Wendy Kline (Dema G. Seelye Chair in the History of Medicine, Purdue University)
September 30, 2021
Today, few Americans are aware of the country’s historic role in the eugenics movement. The campaigns of the early 20th-century that focused on coercive sterilization practices and marriage restrictions offer a disturbing portrait of a racist and regulatory culture. Bodily rights seemed completely overlooked in the name of eugenics, as fears about who should be allowed to reproduce trumped reproductive choice.

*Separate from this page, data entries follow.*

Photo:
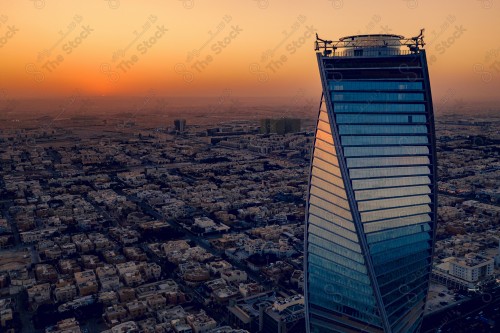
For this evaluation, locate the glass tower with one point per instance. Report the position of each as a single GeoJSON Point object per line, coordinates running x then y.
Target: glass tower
{"type": "Point", "coordinates": [371, 210]}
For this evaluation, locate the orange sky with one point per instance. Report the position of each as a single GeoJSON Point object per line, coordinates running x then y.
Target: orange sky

This webinar explores the historical significance of eugenics in America by delving into a highly publicized court case in 1936. Twenty-one-year-old Ann Cooper Hewitt, heiress to her late father’s millions, sued her mother and two surgeons for surgically sterilizing her without her knowledge. The case positioned eugenic sterilization as an ideal solution to salvaging the American family at a time when the nuclear family became a central subject of public policy and popular debate. According to sociologists, the American family emerged as an institution essential for surviving the Depression but also threatened by it. The Cooper Hewitt case introduced sterilization as a social stabilizer to the American public, affirming that, in the words of Herbert Hoover, “there shall be no child in America that has not the complete birthright of a sound mind in a sound body.” We will explore the long-term impact of this claim in the 21st century.